Origin of the heavy elements in binary neutron-star mergers from a gravitational wave event

TL;DR

This paper models the electromagnetic emission from neutron star mergers to identify the origin of heavy elements, confirming such mergers as a major source of r-process elements like gold and platinum in the universe.

Contribution

It introduces detailed models linking kilonova emissions to ejecta properties, providing evidence that neutron star mergers are a primary source of heavy r-process elements.

Findings

Identification of two distinct ejecta components, light and heavy r-process elements.

Estimation of ejecta mass and velocity from GW170817 observations.

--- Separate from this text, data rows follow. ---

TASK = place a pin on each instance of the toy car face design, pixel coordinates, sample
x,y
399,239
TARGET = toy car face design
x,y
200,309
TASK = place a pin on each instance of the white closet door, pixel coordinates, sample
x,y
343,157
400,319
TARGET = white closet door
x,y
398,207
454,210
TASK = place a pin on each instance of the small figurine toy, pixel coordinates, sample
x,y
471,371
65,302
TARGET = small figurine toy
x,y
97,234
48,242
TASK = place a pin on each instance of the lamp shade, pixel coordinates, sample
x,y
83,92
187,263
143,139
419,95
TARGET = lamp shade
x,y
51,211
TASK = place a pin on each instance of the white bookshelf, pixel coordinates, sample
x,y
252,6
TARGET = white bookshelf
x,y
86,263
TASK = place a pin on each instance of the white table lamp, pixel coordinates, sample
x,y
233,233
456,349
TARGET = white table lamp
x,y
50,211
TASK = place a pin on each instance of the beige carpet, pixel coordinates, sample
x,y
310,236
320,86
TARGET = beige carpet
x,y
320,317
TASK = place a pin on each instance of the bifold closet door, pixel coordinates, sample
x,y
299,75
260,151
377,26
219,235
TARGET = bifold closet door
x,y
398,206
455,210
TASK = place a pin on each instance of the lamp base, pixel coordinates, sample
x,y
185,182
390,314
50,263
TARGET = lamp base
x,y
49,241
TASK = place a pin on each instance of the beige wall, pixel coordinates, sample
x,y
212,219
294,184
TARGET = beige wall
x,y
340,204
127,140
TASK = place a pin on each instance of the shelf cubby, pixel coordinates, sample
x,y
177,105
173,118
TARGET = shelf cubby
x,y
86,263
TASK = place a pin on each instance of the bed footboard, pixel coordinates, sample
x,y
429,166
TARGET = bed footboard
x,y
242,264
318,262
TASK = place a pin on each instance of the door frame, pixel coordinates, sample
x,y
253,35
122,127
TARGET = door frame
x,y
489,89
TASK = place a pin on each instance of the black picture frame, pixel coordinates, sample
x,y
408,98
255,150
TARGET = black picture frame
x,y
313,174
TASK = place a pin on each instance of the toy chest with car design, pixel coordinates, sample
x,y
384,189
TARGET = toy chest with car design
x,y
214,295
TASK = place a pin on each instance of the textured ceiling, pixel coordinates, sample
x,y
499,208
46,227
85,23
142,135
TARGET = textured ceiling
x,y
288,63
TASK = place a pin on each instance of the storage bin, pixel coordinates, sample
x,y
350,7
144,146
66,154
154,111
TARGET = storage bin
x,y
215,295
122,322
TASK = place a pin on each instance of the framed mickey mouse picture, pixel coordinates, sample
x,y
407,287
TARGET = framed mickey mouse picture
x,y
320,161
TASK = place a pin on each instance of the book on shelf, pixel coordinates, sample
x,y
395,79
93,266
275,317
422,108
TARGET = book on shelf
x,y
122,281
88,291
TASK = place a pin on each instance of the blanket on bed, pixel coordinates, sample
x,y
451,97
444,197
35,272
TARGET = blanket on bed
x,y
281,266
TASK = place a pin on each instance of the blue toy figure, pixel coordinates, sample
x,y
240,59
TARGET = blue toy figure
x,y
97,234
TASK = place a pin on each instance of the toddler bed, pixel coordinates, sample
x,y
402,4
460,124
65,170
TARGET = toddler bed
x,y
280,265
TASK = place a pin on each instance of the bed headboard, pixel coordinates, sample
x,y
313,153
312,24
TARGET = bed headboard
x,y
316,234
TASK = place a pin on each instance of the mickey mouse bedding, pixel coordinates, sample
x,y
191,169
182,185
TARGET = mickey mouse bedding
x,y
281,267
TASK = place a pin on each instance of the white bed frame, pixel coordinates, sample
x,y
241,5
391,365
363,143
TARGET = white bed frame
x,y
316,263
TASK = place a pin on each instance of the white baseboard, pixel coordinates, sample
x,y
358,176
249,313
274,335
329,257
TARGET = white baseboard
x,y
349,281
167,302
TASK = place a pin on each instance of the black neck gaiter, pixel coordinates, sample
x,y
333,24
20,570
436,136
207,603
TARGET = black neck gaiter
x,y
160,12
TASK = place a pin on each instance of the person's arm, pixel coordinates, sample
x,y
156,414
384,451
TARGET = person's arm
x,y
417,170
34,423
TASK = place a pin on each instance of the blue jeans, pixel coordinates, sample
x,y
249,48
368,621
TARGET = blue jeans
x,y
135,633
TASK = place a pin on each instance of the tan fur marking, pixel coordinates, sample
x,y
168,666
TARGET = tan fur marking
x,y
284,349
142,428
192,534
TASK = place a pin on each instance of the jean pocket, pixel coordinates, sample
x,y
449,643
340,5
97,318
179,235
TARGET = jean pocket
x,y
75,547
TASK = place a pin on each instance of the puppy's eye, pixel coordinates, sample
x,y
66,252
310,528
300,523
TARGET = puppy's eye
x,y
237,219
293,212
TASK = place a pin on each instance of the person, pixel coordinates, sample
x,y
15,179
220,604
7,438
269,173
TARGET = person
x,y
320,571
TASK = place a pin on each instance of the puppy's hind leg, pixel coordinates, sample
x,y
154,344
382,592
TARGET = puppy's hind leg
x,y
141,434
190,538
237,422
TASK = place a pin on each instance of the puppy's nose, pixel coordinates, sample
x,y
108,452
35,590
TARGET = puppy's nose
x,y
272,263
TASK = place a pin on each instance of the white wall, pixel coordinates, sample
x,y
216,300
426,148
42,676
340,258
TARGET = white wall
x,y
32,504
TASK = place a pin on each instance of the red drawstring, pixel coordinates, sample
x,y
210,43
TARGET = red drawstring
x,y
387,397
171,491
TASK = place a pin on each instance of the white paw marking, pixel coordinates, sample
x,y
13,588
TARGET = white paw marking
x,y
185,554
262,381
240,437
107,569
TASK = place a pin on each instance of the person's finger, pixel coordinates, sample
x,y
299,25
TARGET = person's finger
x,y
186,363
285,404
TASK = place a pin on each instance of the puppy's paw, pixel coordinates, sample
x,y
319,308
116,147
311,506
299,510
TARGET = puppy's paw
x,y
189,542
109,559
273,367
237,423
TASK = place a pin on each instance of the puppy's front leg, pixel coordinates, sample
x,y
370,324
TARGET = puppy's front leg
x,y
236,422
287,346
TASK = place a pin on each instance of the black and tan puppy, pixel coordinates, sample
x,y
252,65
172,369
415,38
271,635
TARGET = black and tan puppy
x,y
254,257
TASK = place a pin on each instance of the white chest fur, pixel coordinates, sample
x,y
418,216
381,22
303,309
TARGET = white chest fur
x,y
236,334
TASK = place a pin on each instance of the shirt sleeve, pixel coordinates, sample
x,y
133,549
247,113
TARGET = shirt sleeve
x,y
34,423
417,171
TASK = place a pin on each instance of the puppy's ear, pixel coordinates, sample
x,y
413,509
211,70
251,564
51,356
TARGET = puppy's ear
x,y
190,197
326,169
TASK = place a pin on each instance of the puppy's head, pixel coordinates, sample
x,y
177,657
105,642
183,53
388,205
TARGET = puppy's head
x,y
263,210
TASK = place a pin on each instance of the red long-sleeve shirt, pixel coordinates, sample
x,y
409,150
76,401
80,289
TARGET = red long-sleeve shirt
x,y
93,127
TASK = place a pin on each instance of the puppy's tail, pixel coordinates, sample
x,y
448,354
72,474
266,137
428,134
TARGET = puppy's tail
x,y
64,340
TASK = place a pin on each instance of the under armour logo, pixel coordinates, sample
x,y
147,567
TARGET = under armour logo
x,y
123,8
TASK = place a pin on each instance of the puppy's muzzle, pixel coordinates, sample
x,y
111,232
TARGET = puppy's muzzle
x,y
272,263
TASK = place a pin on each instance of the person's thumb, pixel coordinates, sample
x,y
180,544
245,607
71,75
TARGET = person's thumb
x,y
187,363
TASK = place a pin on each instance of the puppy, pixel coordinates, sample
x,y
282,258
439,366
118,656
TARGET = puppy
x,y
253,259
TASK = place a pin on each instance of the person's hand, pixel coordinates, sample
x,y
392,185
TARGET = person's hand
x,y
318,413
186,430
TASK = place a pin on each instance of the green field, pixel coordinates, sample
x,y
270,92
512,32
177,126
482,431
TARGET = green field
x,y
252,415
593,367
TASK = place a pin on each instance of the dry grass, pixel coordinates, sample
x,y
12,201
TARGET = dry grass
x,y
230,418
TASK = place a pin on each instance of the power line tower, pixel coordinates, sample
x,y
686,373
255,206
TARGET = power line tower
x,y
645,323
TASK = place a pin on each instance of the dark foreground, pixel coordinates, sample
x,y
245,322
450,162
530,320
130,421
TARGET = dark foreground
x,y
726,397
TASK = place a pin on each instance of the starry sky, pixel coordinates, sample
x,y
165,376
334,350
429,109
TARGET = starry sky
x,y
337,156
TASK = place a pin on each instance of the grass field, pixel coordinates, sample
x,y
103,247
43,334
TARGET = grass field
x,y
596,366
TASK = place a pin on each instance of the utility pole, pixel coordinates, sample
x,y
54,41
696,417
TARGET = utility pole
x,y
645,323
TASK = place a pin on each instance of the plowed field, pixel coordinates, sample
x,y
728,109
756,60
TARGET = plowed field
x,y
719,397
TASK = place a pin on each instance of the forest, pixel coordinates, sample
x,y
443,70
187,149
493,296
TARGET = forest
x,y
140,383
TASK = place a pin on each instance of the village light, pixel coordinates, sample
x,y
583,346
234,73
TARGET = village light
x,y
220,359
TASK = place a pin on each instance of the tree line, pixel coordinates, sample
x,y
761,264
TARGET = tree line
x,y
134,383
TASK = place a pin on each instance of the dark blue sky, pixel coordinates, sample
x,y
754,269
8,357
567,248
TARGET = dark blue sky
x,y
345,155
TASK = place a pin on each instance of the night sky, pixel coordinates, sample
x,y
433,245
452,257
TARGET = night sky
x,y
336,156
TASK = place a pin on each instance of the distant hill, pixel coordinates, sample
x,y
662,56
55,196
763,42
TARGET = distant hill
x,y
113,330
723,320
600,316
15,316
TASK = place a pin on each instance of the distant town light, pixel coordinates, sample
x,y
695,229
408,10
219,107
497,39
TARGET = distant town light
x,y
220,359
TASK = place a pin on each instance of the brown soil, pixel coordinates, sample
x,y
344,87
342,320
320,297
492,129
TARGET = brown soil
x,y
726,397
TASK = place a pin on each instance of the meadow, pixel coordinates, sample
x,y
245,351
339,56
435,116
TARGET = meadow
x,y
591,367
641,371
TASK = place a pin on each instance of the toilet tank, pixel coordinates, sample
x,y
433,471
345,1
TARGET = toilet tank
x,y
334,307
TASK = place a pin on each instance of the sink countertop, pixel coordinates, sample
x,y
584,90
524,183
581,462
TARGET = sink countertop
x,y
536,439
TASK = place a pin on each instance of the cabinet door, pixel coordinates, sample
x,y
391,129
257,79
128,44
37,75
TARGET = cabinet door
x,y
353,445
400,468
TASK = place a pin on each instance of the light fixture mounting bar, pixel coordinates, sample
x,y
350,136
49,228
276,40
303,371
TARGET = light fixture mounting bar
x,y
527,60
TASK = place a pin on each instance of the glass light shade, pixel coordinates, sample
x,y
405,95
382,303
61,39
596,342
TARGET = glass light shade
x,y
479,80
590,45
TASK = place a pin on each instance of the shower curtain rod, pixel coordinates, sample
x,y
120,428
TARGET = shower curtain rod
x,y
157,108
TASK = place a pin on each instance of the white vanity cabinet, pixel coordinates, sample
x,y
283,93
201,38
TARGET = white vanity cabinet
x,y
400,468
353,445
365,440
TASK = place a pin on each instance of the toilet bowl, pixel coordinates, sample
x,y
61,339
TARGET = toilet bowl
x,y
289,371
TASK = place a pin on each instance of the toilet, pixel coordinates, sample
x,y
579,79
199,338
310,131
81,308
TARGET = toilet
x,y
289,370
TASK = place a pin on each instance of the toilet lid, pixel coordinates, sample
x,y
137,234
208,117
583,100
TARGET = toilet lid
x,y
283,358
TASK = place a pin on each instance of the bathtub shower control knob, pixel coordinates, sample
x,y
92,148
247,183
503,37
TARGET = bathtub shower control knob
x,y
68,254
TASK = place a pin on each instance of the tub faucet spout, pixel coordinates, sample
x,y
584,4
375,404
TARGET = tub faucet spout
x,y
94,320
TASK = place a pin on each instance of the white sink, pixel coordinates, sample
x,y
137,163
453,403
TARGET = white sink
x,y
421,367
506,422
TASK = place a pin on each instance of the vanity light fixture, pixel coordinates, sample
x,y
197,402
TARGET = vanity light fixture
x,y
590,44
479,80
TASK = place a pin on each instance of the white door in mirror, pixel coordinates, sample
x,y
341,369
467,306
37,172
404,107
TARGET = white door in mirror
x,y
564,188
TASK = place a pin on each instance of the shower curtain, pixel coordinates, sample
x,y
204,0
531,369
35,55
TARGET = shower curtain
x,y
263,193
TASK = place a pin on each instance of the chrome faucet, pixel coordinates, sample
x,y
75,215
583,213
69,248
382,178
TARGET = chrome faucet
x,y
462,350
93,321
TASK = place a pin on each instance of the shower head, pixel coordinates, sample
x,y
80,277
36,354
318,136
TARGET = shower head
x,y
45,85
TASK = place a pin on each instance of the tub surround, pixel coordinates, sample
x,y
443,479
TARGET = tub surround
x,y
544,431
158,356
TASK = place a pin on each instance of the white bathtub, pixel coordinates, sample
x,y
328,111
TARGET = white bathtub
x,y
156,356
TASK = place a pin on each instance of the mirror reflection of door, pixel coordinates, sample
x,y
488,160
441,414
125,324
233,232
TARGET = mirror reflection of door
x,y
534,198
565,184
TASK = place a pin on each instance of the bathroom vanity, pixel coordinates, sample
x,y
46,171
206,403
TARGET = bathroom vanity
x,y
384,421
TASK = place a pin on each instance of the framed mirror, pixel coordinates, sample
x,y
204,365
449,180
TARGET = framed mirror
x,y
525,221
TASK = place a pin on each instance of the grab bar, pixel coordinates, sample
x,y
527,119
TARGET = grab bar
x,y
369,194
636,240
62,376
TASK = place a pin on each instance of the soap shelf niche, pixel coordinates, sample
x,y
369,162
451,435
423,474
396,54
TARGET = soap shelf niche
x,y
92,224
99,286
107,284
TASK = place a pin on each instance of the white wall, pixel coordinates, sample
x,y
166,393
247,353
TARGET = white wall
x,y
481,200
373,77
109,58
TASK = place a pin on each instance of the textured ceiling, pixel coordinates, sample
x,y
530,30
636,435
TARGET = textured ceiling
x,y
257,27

Support for neutron star mergers as dominant r-process element producers.

Abstract

The cosmic origin of the elements heavier than iron has long been uncertain. Theoretical modelling shows that the matter that is expelled in the violent merger of two neutron stars can assemble into heavy elements such as gold and platinum in a process known as rapid neutron capture (r-process) nucleosynthesis. The radioactive decay of isotopes of the heavy elements is predicted to power a distinctive thermal glow (a 'kilonova'). The discovery of an electromagnetic counterpart to the gravitational-wave source GW170817 represents the first opportunity to detect and scrutinize a sample of freshly synthesized r-process elements. Here we report models that predict the detailed electromagnetic emission of kilonovae and enable the mass, velocity and composition of ejecta to be derived from the observations. We compare the models to the optical and infrared radiation associated with GW170817 event to argue that the observed source is a kilonova. We infer the presence of two distinct components of ejecta, one composed primarily of light (atomic mass number less than 140) and one of heavy (atomic mass number greater than 140) r-process elements. Inferring the ejected mass and a merger rate from GW170817 implies that such mergers are a dominant mode of r-process production in the Universe.